Esa noche, mientras Oliver dormía, Enzo y yo nos quedamos en la sala en silencio. Me abracé a mis rodillas y suspiré.
—A veces siento que esto es una pesadilla de la que voy a despertar —murmuré.
Enzo me miró con ternura y pasó un brazo por mis hombros.
—No estás sola en esto, Hilary. Aquí estoy, y estaré todos los días que sean necesarios.
Cerré los ojos y apoyé la cabeza en su hombro, agradeciendo en silencio que, en medio de la tormenta, aún tuviera un refugio en él.
Los días pasaron y la rutina cambió por completo. Oliver dejó de ir al kínder porque el tratamiento lo dejaba demasiado agotado, así que empezamos a recibir clases en casa. Una maestra particular venía todas las mañanas y, aunque al principio parecía emocionado, poco a poco la energía se le iba apagando. Le costaba concentrarse y había días en los que simplemente no quería saber nada de números o letras.
—Mamá, estoy cansado —murmuró una tarde, dejando caer la cabeza sobre mi regazo.
Le acaricié la frente y suspiré.
—Descansa un rato, amor. Hoy has hecho suficiente.
—Pero la maestra dijo que teníamos que terminar la tarea —protestó con los ojos entrecerrados.

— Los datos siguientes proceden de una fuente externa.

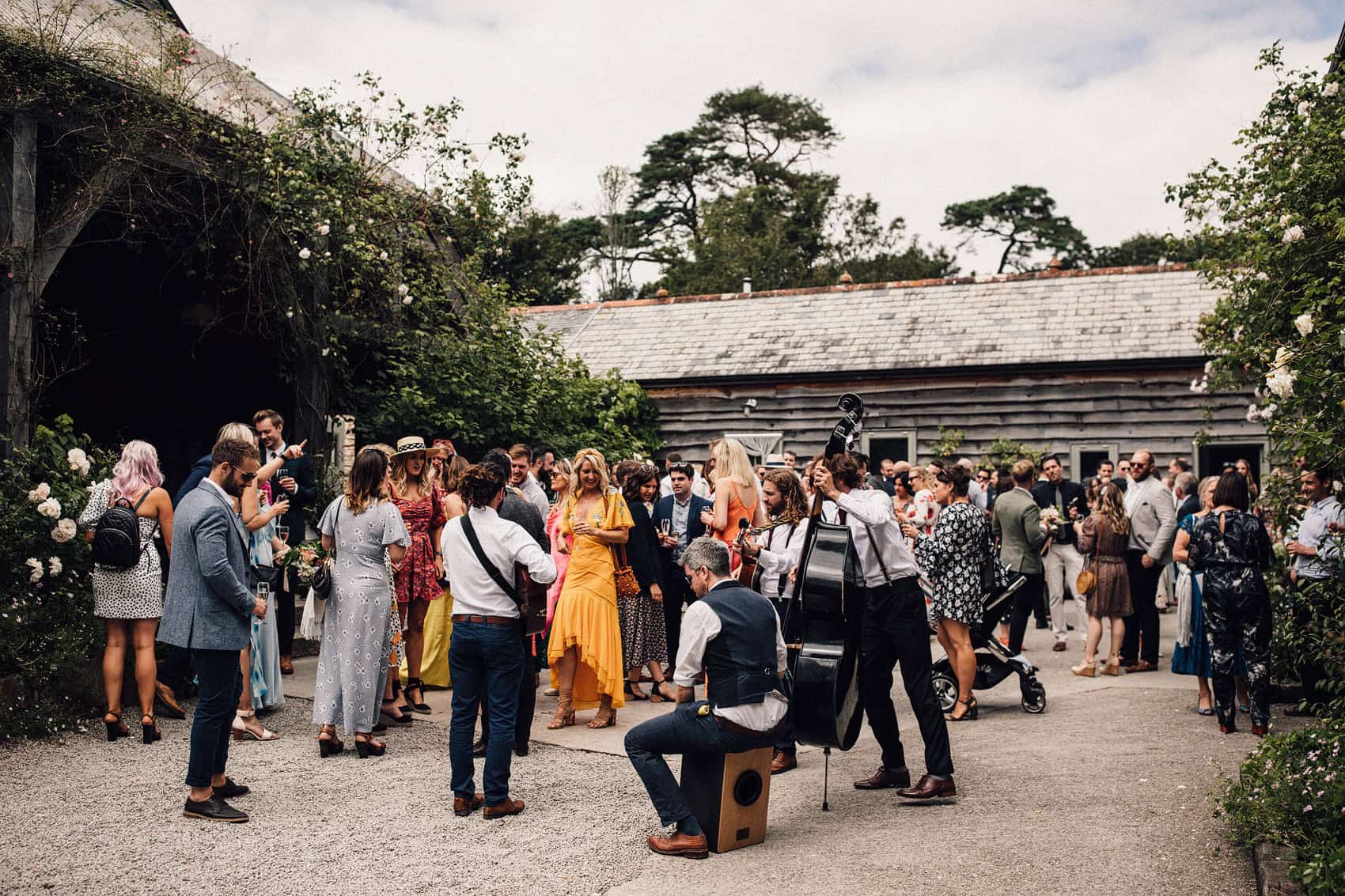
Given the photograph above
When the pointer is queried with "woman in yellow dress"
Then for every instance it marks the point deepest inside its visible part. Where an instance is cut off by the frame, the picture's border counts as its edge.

—La maestra entenderá —dije, besando su coronilla—. Ahora lo importante es que te sientas bien.
Él no respondió, solo cerró los ojos y en cuestión de minutos estaba dormido. Enzo, que estaba sentado en el sofá con un libro en la mano, nos observó en silencio.
—¿Cómo ha estado hoy? —preguntó en voz baja.

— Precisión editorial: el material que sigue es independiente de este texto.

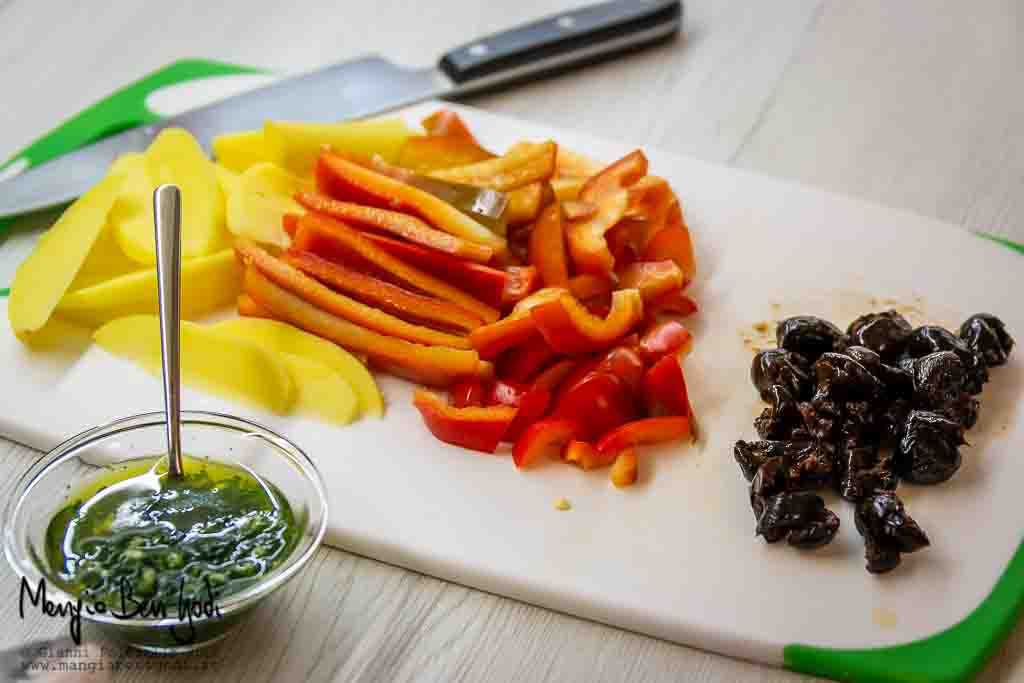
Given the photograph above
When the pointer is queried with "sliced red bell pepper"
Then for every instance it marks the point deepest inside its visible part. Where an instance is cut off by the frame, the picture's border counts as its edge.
(617, 175)
(653, 279)
(547, 247)
(599, 401)
(468, 393)
(668, 338)
(542, 436)
(523, 361)
(569, 328)
(665, 389)
(474, 428)
(531, 402)
(640, 432)
(552, 378)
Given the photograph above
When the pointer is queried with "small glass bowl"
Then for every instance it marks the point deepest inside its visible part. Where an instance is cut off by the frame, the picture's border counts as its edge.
(44, 489)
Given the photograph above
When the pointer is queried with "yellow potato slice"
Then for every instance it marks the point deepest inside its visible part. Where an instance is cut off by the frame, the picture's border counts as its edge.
(208, 283)
(283, 338)
(239, 371)
(45, 275)
(259, 199)
(176, 158)
(237, 152)
(296, 145)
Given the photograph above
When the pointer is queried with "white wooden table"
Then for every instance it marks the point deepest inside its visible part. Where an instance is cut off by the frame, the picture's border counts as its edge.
(915, 103)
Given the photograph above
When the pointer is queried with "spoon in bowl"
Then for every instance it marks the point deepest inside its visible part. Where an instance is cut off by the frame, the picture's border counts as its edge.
(167, 214)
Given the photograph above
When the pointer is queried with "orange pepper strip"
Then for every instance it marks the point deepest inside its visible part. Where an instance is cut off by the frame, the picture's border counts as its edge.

—Cansado. Cada día le cuesta más mantenerse despierto durante las clases —respondí, sin dejar de acariciar a Oliver.
—Quizás deban reducir un poco el tiempo de estudio —sugirió—. No tiene que forzarse demasiado ahora.
Asentí, pero no pude evitar sentir una punzada de tristeza. No quería que Oliver sintiera que todo en su vida estaba detenido por la enfermedad, pero era inevitable.
Por otro lado, Enzo estaba más presente que nunca. Casi todos los días pasaba por casa para asegurarse de que estuviéramos bien. A veces traía juguetes, otras veces cuentos, pero lo que más valoraba Oliver era su compañía.
—¡Tío! —exclamó Oliver un día, cuando lo vio entrar por la puerta con una caja envuelta en papel de colores—. ¿Qué trajiste esta vez?
—Tendrás que abrirlo para saberlo —respondió con una sonrisa divertida.
Oliver rasgó el papel con emoción y sacó un gorro de lana azul con orejas de oso.
—¡Es genial! —exclamó, colocándoselo de inmediato—. Ahora mi cabeza no se verá tan rara.
Enzo se agachó frente a él y acomodó la prenda en su cabeza.
—Tu cabeza no es rara, campeón. Pero este gorro te queda increíble.
Oliver sonrió, visiblemente animado, y se lanzó a los brazos de Enzo. Era increíble cómo su presencia tenía el poder de aliviar incluso los días más difíciles.
La ausencia de mi madre también empezó a pesar. Tuvo que regresar a Italia por asuntos importantes, y aunque intentaba llamarme con frecuencia, no era lo mismo.
—¿Cómo está Oliver? —preguntó en nuestra última llamada.
—Más cansado cada día, mamá. Pero resiste.
—Ojalá pudiera estar allí —suspiró—. En cuanto termine esto, regresaré.
—Lo sé, mamá. Solo cuídate, ¿sí?
Por otro lado, mis hermanas me llamaban más seguido, preocupadas por cómo iba todo.
—¿Cómo te sientes tú? —me preguntó Emma en una de nuestras conversaciones.
—Cansada —admití—. Pero no quiero que Oliver lo note.